3. Produite par des esprits très inégalement accessibles aux sciences, elle est largement déconnectée des réalités et du monde.
4. Médiocrité de la classe politique oblige, elle est devenue le pur instrument d’intérêts claniques, appuyés par telle force – voire telle faiblesse – idéologique. Vérifiez par vous-même : qui n’est pas de la famille ou du parti, n’est pas Dayan en poste.

2023 : beaux esprits tétanisés, peuple juif en souffrance par tant de sujets, une élite religieuse condamnée par elle-même à l’inaction. 2063 : une société apaisée, mûre, éduquée, à la spiritualité assainie qui tourne le dos à la superstition et se défie enfin du sous-produit ; une société juste, égalitaire, en paix avec ses voisins, en harmonie avec sa pluralité, en phase avec la diaspora.

Par quel autre miracle ? Par l’œuvre du Grand Sanhédrin du peuple juif.
Il y eut moult tentatives de restaurer la grande institution de la période du second temple, fille de la Grande Assemblée d’Ezra. Jusqu’à la dernière tentative en 2004, avortée – ou en passe de l’être – pour avoir épousé les instincts les plus violents de l’extrême droite nationale.

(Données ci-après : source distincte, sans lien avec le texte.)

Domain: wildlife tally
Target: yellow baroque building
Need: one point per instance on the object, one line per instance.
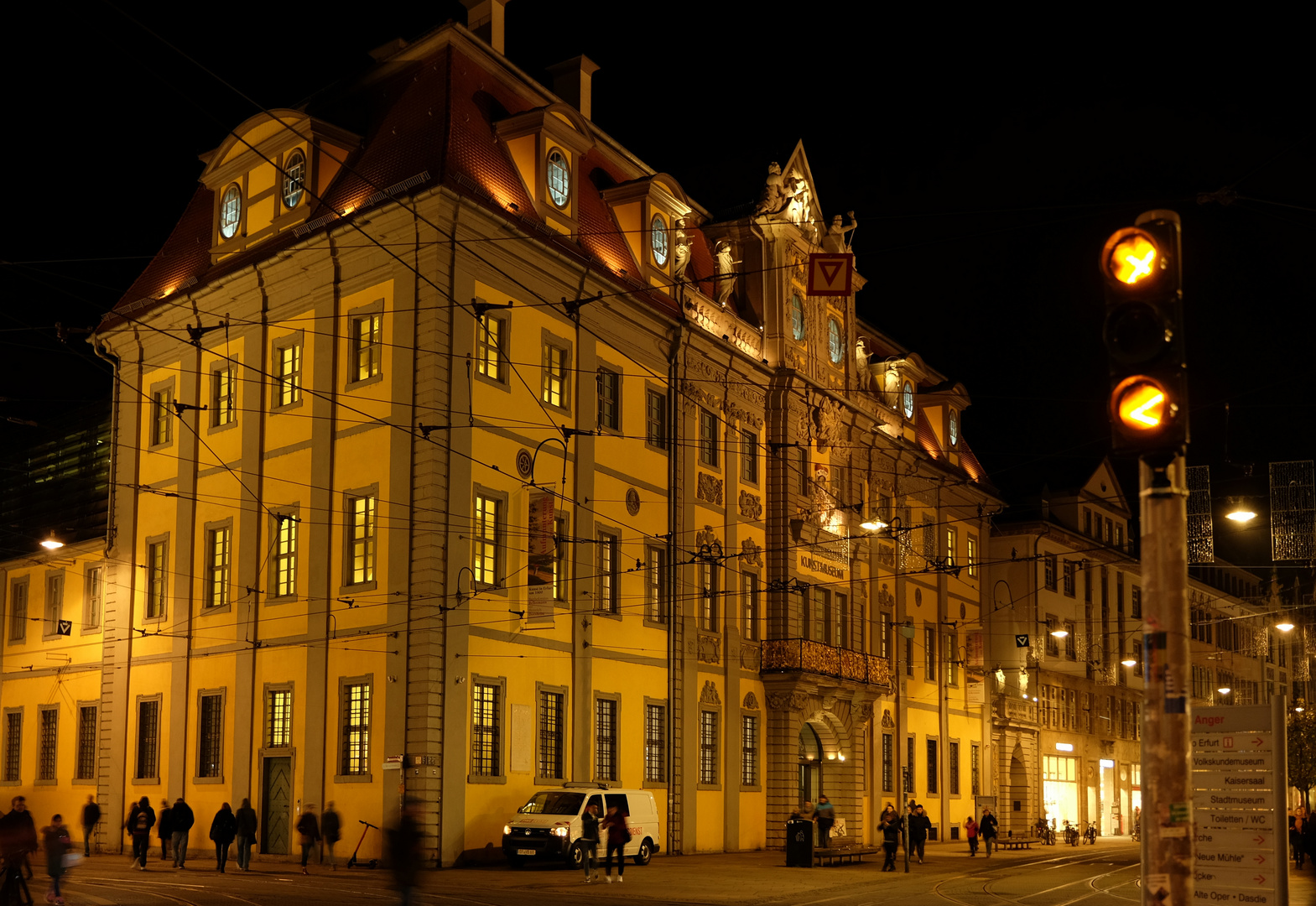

Lisons plutôt le traité de Talmud dédié et faisons œuvre de sagesse. Le Sanhédrin auquel nous pourrions rêver est au sommet de la légitimité : ses avis sont, comme jadis, contraignants pour l’arborescence des autorités et assemblées religieuses locales. Composé des plus grands esprits – femmes et hommes – versés dans les savoirs de l’humanité comme dans la sagesse juive, il est ouvert au principe de la recherche dans toutes ses disciplines. Représentatif, il n’est pas le Sanhédrin de l’État d’Israël pas plus que de quelques factions, mais la Haute Assemblée du peuple juif mondial. Il est en charge des questions religieuses et n’intervient pas en politique. Il encadre la recherche halakhique, centralise les plus grands arbitrages, ose les décisions salutaires, relance l’étude savante des Écritures, le chantier de la théologie fondamentale délaissé depuis l’âge d’or Espagnol…

… Mais, il est temps de rendre la plume et, pour qui le peut, de commencer à agir.